Leukemic stem cell (LSC)

mutated immature cell population that remains quiescent (and thus is a difficult to target with current chemotherapeutics).

Mantle cell lymphoma (MCL)

aggressive and rare type of lymphoma that develops in naïve B-cells located in the mantle zone of a lymphoid follicle, which leads to accumulation of malignant B-cells.

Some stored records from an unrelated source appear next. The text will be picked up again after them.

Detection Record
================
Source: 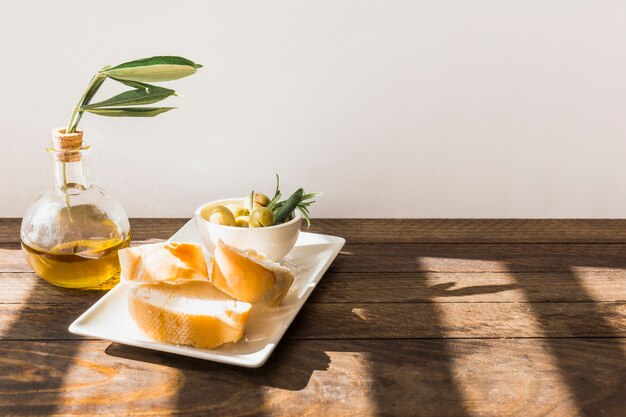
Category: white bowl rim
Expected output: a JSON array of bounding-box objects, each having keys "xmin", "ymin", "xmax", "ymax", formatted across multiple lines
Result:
[{"xmin": 196, "ymin": 197, "xmax": 302, "ymax": 232}]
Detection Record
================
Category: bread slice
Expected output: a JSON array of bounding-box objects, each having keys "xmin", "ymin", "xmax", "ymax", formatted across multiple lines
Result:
[
  {"xmin": 211, "ymin": 237, "xmax": 293, "ymax": 307},
  {"xmin": 128, "ymin": 281, "xmax": 252, "ymax": 349},
  {"xmin": 118, "ymin": 242, "xmax": 209, "ymax": 282}
]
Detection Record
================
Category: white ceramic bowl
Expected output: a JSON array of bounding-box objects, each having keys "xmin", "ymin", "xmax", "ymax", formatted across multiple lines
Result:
[{"xmin": 196, "ymin": 198, "xmax": 302, "ymax": 261}]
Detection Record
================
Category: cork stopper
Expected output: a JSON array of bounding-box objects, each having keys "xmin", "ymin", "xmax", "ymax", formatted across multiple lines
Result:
[{"xmin": 52, "ymin": 128, "xmax": 83, "ymax": 162}]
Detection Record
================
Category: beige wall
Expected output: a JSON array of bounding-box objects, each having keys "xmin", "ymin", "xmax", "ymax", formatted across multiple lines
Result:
[{"xmin": 0, "ymin": 0, "xmax": 626, "ymax": 217}]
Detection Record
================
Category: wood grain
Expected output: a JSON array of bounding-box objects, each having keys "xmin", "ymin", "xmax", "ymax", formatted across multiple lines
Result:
[
  {"xmin": 331, "ymin": 243, "xmax": 626, "ymax": 273},
  {"xmin": 0, "ymin": 302, "xmax": 626, "ymax": 340},
  {"xmin": 0, "ymin": 219, "xmax": 626, "ymax": 417},
  {"xmin": 307, "ymin": 219, "xmax": 626, "ymax": 243},
  {"xmin": 0, "ymin": 339, "xmax": 626, "ymax": 417},
  {"xmin": 6, "ymin": 218, "xmax": 626, "ymax": 243},
  {"xmin": 0, "ymin": 240, "xmax": 626, "ymax": 273},
  {"xmin": 0, "ymin": 270, "xmax": 626, "ymax": 308}
]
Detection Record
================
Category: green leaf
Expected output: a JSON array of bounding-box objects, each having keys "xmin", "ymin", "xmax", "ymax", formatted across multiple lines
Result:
[
  {"xmin": 109, "ymin": 77, "xmax": 156, "ymax": 90},
  {"xmin": 85, "ymin": 107, "xmax": 176, "ymax": 117},
  {"xmin": 83, "ymin": 86, "xmax": 175, "ymax": 110},
  {"xmin": 80, "ymin": 74, "xmax": 107, "ymax": 107},
  {"xmin": 101, "ymin": 56, "xmax": 202, "ymax": 82}
]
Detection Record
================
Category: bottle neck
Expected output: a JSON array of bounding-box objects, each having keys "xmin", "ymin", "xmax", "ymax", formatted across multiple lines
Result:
[{"xmin": 54, "ymin": 155, "xmax": 90, "ymax": 194}]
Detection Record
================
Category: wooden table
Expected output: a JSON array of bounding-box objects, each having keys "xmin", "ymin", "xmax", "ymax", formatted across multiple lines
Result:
[{"xmin": 0, "ymin": 219, "xmax": 626, "ymax": 417}]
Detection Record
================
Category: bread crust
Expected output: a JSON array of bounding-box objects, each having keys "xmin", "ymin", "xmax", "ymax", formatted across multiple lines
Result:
[
  {"xmin": 211, "ymin": 241, "xmax": 293, "ymax": 307},
  {"xmin": 128, "ymin": 281, "xmax": 250, "ymax": 349}
]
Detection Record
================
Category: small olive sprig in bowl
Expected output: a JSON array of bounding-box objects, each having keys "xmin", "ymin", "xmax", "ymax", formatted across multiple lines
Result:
[{"xmin": 201, "ymin": 175, "xmax": 322, "ymax": 227}]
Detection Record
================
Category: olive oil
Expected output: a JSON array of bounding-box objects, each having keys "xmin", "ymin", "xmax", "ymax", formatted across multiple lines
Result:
[{"xmin": 22, "ymin": 236, "xmax": 130, "ymax": 289}]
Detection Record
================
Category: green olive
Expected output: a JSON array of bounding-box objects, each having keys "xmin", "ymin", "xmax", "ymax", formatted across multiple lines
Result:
[
  {"xmin": 254, "ymin": 193, "xmax": 270, "ymax": 208},
  {"xmin": 243, "ymin": 193, "xmax": 270, "ymax": 211},
  {"xmin": 235, "ymin": 216, "xmax": 250, "ymax": 227},
  {"xmin": 201, "ymin": 206, "xmax": 236, "ymax": 226},
  {"xmin": 250, "ymin": 207, "xmax": 274, "ymax": 227},
  {"xmin": 226, "ymin": 204, "xmax": 249, "ymax": 218}
]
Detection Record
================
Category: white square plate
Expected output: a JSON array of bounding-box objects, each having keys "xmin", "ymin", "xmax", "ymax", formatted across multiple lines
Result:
[{"xmin": 69, "ymin": 219, "xmax": 346, "ymax": 368}]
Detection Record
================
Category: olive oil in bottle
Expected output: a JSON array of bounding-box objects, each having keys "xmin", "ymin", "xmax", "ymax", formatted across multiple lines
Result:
[
  {"xmin": 20, "ymin": 129, "xmax": 130, "ymax": 289},
  {"xmin": 22, "ymin": 238, "xmax": 130, "ymax": 289}
]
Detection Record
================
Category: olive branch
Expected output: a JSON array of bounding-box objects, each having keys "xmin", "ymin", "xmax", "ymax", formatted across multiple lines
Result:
[{"xmin": 65, "ymin": 56, "xmax": 202, "ymax": 133}]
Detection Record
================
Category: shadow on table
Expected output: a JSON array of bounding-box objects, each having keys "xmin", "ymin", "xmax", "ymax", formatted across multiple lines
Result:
[
  {"xmin": 510, "ymin": 265, "xmax": 626, "ymax": 417},
  {"xmin": 106, "ymin": 341, "xmax": 329, "ymax": 416},
  {"xmin": 0, "ymin": 275, "xmax": 103, "ymax": 415}
]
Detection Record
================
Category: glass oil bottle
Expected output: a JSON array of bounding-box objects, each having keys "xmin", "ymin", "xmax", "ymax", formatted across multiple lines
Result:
[{"xmin": 20, "ymin": 129, "xmax": 130, "ymax": 289}]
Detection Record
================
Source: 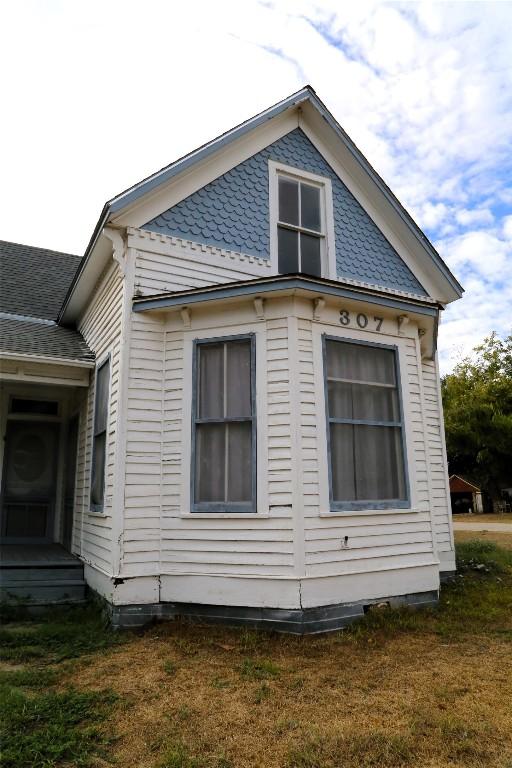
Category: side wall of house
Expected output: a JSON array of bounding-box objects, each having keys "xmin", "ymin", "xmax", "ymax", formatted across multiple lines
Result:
[
  {"xmin": 115, "ymin": 240, "xmax": 438, "ymax": 608},
  {"xmin": 73, "ymin": 262, "xmax": 124, "ymax": 574}
]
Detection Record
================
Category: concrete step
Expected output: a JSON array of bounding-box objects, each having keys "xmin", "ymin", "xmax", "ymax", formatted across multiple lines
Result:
[
  {"xmin": 0, "ymin": 563, "xmax": 84, "ymax": 584},
  {"xmin": 0, "ymin": 560, "xmax": 87, "ymax": 606},
  {"xmin": 0, "ymin": 581, "xmax": 86, "ymax": 606}
]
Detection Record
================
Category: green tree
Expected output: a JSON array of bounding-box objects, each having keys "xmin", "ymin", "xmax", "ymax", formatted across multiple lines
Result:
[{"xmin": 441, "ymin": 332, "xmax": 512, "ymax": 498}]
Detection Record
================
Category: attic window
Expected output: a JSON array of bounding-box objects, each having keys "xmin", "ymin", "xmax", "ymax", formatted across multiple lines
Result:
[{"xmin": 269, "ymin": 161, "xmax": 336, "ymax": 277}]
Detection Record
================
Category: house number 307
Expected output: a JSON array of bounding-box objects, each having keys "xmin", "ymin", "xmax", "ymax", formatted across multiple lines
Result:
[{"xmin": 340, "ymin": 309, "xmax": 384, "ymax": 331}]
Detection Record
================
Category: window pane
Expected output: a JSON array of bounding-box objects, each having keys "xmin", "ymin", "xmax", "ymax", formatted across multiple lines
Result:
[
  {"xmin": 197, "ymin": 344, "xmax": 224, "ymax": 419},
  {"xmin": 279, "ymin": 178, "xmax": 299, "ymax": 226},
  {"xmin": 327, "ymin": 381, "xmax": 400, "ymax": 421},
  {"xmin": 226, "ymin": 341, "xmax": 252, "ymax": 417},
  {"xmin": 227, "ymin": 421, "xmax": 253, "ymax": 501},
  {"xmin": 195, "ymin": 424, "xmax": 226, "ymax": 502},
  {"xmin": 327, "ymin": 381, "xmax": 354, "ymax": 419},
  {"xmin": 91, "ymin": 432, "xmax": 107, "ymax": 504},
  {"xmin": 277, "ymin": 227, "xmax": 299, "ymax": 275},
  {"xmin": 331, "ymin": 424, "xmax": 357, "ymax": 501},
  {"xmin": 353, "ymin": 425, "xmax": 405, "ymax": 501},
  {"xmin": 327, "ymin": 341, "xmax": 396, "ymax": 385},
  {"xmin": 94, "ymin": 361, "xmax": 110, "ymax": 434},
  {"xmin": 351, "ymin": 384, "xmax": 400, "ymax": 421},
  {"xmin": 300, "ymin": 184, "xmax": 321, "ymax": 232},
  {"xmin": 300, "ymin": 232, "xmax": 322, "ymax": 277}
]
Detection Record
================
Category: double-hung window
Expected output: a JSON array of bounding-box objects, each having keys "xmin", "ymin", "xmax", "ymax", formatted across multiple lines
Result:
[
  {"xmin": 91, "ymin": 358, "xmax": 110, "ymax": 512},
  {"xmin": 277, "ymin": 174, "xmax": 325, "ymax": 277},
  {"xmin": 191, "ymin": 335, "xmax": 256, "ymax": 512},
  {"xmin": 324, "ymin": 337, "xmax": 409, "ymax": 510}
]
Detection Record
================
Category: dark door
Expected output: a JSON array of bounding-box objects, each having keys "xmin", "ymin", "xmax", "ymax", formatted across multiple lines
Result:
[
  {"xmin": 2, "ymin": 421, "xmax": 58, "ymax": 543},
  {"xmin": 62, "ymin": 416, "xmax": 78, "ymax": 550}
]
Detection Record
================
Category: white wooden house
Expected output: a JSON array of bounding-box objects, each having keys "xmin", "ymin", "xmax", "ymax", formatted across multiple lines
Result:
[{"xmin": 0, "ymin": 86, "xmax": 462, "ymax": 632}]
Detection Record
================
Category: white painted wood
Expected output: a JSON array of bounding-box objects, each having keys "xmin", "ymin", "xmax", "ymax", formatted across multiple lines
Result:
[
  {"xmin": 73, "ymin": 262, "xmax": 123, "ymax": 574},
  {"xmin": 111, "ymin": 111, "xmax": 298, "ymax": 227}
]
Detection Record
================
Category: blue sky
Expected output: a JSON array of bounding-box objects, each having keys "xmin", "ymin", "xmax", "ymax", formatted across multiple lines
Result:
[{"xmin": 0, "ymin": 0, "xmax": 512, "ymax": 371}]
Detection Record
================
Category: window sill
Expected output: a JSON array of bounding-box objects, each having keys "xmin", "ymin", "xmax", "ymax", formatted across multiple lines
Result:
[
  {"xmin": 319, "ymin": 507, "xmax": 420, "ymax": 517},
  {"xmin": 87, "ymin": 509, "xmax": 109, "ymax": 518},
  {"xmin": 180, "ymin": 512, "xmax": 270, "ymax": 520}
]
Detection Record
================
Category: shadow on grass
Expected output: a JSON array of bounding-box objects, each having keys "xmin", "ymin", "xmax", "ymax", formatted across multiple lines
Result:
[{"xmin": 0, "ymin": 605, "xmax": 124, "ymax": 768}]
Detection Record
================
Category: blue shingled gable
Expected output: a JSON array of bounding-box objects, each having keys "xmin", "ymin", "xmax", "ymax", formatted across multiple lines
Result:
[{"xmin": 143, "ymin": 128, "xmax": 427, "ymax": 295}]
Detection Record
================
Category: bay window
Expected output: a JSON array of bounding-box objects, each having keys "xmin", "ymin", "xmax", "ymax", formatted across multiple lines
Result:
[
  {"xmin": 191, "ymin": 336, "xmax": 256, "ymax": 512},
  {"xmin": 324, "ymin": 337, "xmax": 409, "ymax": 510}
]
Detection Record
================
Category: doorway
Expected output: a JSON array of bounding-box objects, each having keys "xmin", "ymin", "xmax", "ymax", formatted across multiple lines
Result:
[{"xmin": 1, "ymin": 421, "xmax": 58, "ymax": 544}]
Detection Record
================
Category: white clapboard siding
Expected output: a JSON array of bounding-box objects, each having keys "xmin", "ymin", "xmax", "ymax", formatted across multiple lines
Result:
[
  {"xmin": 266, "ymin": 317, "xmax": 293, "ymax": 512},
  {"xmin": 122, "ymin": 313, "xmax": 164, "ymax": 576},
  {"xmin": 73, "ymin": 264, "xmax": 123, "ymax": 572},
  {"xmin": 135, "ymin": 249, "xmax": 268, "ymax": 295},
  {"xmin": 422, "ymin": 360, "xmax": 453, "ymax": 552},
  {"xmin": 299, "ymin": 319, "xmax": 432, "ymax": 576},
  {"xmin": 146, "ymin": 318, "xmax": 294, "ymax": 576}
]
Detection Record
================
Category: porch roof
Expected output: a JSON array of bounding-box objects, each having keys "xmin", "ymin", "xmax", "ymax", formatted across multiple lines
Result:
[
  {"xmin": 0, "ymin": 240, "xmax": 94, "ymax": 364},
  {"xmin": 0, "ymin": 312, "xmax": 94, "ymax": 362}
]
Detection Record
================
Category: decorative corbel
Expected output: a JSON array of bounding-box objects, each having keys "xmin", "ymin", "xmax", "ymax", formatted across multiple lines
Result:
[
  {"xmin": 253, "ymin": 296, "xmax": 265, "ymax": 320},
  {"xmin": 397, "ymin": 315, "xmax": 409, "ymax": 334},
  {"xmin": 180, "ymin": 307, "xmax": 192, "ymax": 328},
  {"xmin": 103, "ymin": 227, "xmax": 126, "ymax": 277},
  {"xmin": 313, "ymin": 296, "xmax": 325, "ymax": 320}
]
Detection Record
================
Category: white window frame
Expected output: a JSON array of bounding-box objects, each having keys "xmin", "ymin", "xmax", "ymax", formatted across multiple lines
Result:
[
  {"xmin": 268, "ymin": 160, "xmax": 336, "ymax": 280},
  {"xmin": 190, "ymin": 333, "xmax": 258, "ymax": 514}
]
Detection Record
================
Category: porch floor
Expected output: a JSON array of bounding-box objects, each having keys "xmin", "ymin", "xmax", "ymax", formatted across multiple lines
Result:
[
  {"xmin": 0, "ymin": 544, "xmax": 86, "ymax": 608},
  {"xmin": 0, "ymin": 544, "xmax": 80, "ymax": 568}
]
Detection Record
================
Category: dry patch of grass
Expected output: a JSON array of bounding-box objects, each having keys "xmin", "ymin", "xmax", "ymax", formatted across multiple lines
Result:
[
  {"xmin": 64, "ymin": 543, "xmax": 512, "ymax": 768},
  {"xmin": 4, "ymin": 542, "xmax": 512, "ymax": 768},
  {"xmin": 454, "ymin": 526, "xmax": 512, "ymax": 550},
  {"xmin": 452, "ymin": 513, "xmax": 512, "ymax": 526}
]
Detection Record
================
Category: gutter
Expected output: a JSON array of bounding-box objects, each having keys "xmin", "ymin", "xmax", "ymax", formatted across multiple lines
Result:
[{"xmin": 0, "ymin": 352, "xmax": 96, "ymax": 368}]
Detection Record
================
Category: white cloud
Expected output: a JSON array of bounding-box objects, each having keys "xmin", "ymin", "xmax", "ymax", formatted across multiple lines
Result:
[{"xmin": 0, "ymin": 0, "xmax": 512, "ymax": 372}]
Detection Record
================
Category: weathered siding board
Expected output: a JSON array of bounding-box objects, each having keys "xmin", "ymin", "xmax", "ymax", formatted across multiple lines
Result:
[
  {"xmin": 422, "ymin": 360, "xmax": 453, "ymax": 552},
  {"xmin": 266, "ymin": 317, "xmax": 293, "ymax": 512},
  {"xmin": 135, "ymin": 245, "xmax": 269, "ymax": 295},
  {"xmin": 299, "ymin": 319, "xmax": 432, "ymax": 576},
  {"xmin": 73, "ymin": 264, "xmax": 124, "ymax": 572},
  {"xmin": 121, "ymin": 313, "xmax": 164, "ymax": 575}
]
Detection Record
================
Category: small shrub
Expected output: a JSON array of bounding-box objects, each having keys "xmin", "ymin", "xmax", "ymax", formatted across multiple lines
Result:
[{"xmin": 253, "ymin": 683, "xmax": 272, "ymax": 704}]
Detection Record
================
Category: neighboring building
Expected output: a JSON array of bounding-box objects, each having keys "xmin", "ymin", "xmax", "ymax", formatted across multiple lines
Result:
[
  {"xmin": 1, "ymin": 87, "xmax": 462, "ymax": 632},
  {"xmin": 450, "ymin": 475, "xmax": 484, "ymax": 515}
]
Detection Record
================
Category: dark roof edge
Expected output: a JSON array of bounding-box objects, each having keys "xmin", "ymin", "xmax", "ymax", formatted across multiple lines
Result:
[
  {"xmin": 107, "ymin": 85, "xmax": 315, "ymax": 213},
  {"xmin": 304, "ymin": 90, "xmax": 464, "ymax": 297},
  {"xmin": 133, "ymin": 274, "xmax": 442, "ymax": 316},
  {"xmin": 61, "ymin": 85, "xmax": 464, "ymax": 322},
  {"xmin": 57, "ymin": 203, "xmax": 109, "ymax": 323}
]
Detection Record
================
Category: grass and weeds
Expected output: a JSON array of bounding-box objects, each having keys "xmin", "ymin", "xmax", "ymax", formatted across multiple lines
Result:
[
  {"xmin": 0, "ymin": 535, "xmax": 512, "ymax": 768},
  {"xmin": 0, "ymin": 605, "xmax": 124, "ymax": 663},
  {"xmin": 452, "ymin": 512, "xmax": 512, "ymax": 525},
  {"xmin": 0, "ymin": 606, "xmax": 123, "ymax": 768}
]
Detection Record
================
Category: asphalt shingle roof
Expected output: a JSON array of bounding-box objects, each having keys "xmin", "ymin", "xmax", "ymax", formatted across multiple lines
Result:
[
  {"xmin": 0, "ymin": 316, "xmax": 94, "ymax": 361},
  {"xmin": 0, "ymin": 240, "xmax": 80, "ymax": 320},
  {"xmin": 0, "ymin": 240, "xmax": 94, "ymax": 361}
]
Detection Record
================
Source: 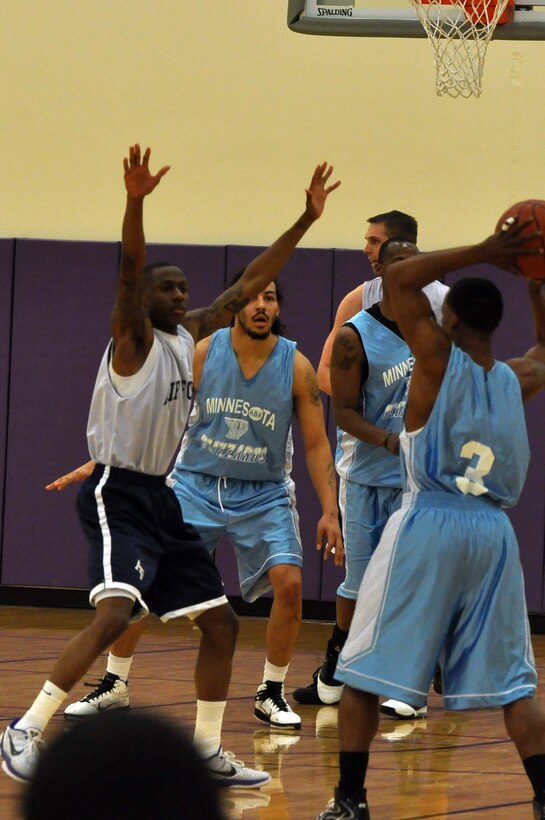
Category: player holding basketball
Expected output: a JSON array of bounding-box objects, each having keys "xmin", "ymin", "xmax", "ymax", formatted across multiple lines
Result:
[
  {"xmin": 293, "ymin": 232, "xmax": 448, "ymax": 720},
  {"xmin": 0, "ymin": 145, "xmax": 336, "ymax": 787},
  {"xmin": 317, "ymin": 211, "xmax": 447, "ymax": 396},
  {"xmin": 319, "ymin": 224, "xmax": 545, "ymax": 820}
]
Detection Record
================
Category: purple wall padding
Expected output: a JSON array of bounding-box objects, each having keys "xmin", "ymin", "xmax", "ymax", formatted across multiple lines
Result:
[
  {"xmin": 210, "ymin": 245, "xmax": 333, "ymax": 600},
  {"xmin": 320, "ymin": 249, "xmax": 373, "ymax": 601},
  {"xmin": 0, "ymin": 239, "xmax": 15, "ymax": 579},
  {"xmin": 0, "ymin": 240, "xmax": 545, "ymax": 612},
  {"xmin": 2, "ymin": 240, "xmax": 119, "ymax": 587},
  {"xmin": 446, "ymin": 265, "xmax": 545, "ymax": 612}
]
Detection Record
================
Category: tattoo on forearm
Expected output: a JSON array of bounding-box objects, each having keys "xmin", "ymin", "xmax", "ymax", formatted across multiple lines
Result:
[
  {"xmin": 331, "ymin": 338, "xmax": 358, "ymax": 370},
  {"xmin": 202, "ymin": 282, "xmax": 250, "ymax": 333}
]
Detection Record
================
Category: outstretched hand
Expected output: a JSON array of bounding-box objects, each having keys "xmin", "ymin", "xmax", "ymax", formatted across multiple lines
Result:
[
  {"xmin": 482, "ymin": 217, "xmax": 543, "ymax": 276},
  {"xmin": 45, "ymin": 461, "xmax": 95, "ymax": 492},
  {"xmin": 316, "ymin": 515, "xmax": 344, "ymax": 567},
  {"xmin": 123, "ymin": 143, "xmax": 170, "ymax": 199},
  {"xmin": 305, "ymin": 162, "xmax": 341, "ymax": 220}
]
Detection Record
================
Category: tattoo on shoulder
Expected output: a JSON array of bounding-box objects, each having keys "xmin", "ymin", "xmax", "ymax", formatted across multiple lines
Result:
[
  {"xmin": 201, "ymin": 282, "xmax": 250, "ymax": 336},
  {"xmin": 331, "ymin": 337, "xmax": 358, "ymax": 370},
  {"xmin": 305, "ymin": 367, "xmax": 321, "ymax": 405}
]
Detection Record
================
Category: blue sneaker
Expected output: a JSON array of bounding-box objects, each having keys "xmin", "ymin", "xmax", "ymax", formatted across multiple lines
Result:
[
  {"xmin": 0, "ymin": 718, "xmax": 45, "ymax": 783},
  {"xmin": 205, "ymin": 746, "xmax": 271, "ymax": 789}
]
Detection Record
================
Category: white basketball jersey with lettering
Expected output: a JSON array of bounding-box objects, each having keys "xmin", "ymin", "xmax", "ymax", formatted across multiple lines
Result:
[
  {"xmin": 361, "ymin": 276, "xmax": 448, "ymax": 324},
  {"xmin": 87, "ymin": 325, "xmax": 195, "ymax": 475}
]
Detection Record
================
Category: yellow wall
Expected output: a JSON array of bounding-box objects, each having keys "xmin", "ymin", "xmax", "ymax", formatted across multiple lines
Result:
[{"xmin": 0, "ymin": 0, "xmax": 545, "ymax": 249}]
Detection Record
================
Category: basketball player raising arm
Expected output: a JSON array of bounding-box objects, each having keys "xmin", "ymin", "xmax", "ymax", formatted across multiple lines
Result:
[
  {"xmin": 318, "ymin": 222, "xmax": 545, "ymax": 820},
  {"xmin": 46, "ymin": 153, "xmax": 341, "ymax": 490},
  {"xmin": 386, "ymin": 224, "xmax": 545, "ymax": 422}
]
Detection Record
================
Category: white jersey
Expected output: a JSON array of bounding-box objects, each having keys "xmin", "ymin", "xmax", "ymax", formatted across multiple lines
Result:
[
  {"xmin": 87, "ymin": 325, "xmax": 195, "ymax": 475},
  {"xmin": 361, "ymin": 276, "xmax": 448, "ymax": 325}
]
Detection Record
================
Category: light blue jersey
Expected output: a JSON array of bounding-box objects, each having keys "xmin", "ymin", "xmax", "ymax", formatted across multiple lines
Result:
[
  {"xmin": 175, "ymin": 328, "xmax": 296, "ymax": 481},
  {"xmin": 335, "ymin": 310, "xmax": 414, "ymax": 487},
  {"xmin": 335, "ymin": 346, "xmax": 537, "ymax": 709},
  {"xmin": 400, "ymin": 345, "xmax": 530, "ymax": 507},
  {"xmin": 171, "ymin": 328, "xmax": 303, "ymax": 602}
]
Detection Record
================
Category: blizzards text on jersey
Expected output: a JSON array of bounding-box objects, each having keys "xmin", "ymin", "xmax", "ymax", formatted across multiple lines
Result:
[
  {"xmin": 206, "ymin": 396, "xmax": 276, "ymax": 430},
  {"xmin": 382, "ymin": 356, "xmax": 414, "ymax": 387},
  {"xmin": 200, "ymin": 433, "xmax": 268, "ymax": 464}
]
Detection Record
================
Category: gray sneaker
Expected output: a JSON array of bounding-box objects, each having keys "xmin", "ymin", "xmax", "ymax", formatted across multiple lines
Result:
[
  {"xmin": 380, "ymin": 699, "xmax": 428, "ymax": 720},
  {"xmin": 64, "ymin": 672, "xmax": 129, "ymax": 718},
  {"xmin": 205, "ymin": 746, "xmax": 271, "ymax": 789},
  {"xmin": 0, "ymin": 718, "xmax": 45, "ymax": 783}
]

Myelodysplastic syndrome (MDS)

Disease that develops due to a block in the ability of immature stem cells to mature into healthy blood cells; it commonly precedes AML.

Myeloablative therapies

treatments such as high dose radiation that eradicate malignant cells but also destroy HSPC; myeloablative therapies are accompanied with subsequent HSC transplantation.

NRAS

member of the RAS family of proteins responsible for signal transduction, named for it discovery in neuroblastoma.

Phosphodegron

specific amino acid sequence, typically containing a serine or threonine, whose phosphorylation permits recognition by the E3 ligase preceding ubiquitination for proteasomal degradation.

Skp1-Cul1-FBOX (SCF)

E3 ubiquitin ligase complex that binds to targeted proteins and promotes their degradation through the UPS. The complex is composed of an adaptor protein (Skp1), a scaffolding protein (Cul1), a RING protein that allows for the binding of an E2 ubiquitin-conjugating enzyme, and the target substrate specific protein (FBOX).

T-cell acute lymphoblastic leukemia (T-ALL)

type of acute leukemia resulting in extensive lymphoblasts in the peripheral blood and BM. T-ALL is the most common childhood leukemia.

Ubiquitin proteasome system (UPS)

system that controls protein amounts by tagging them with polyubiquitin chains and promoting their degradation through the proteasome.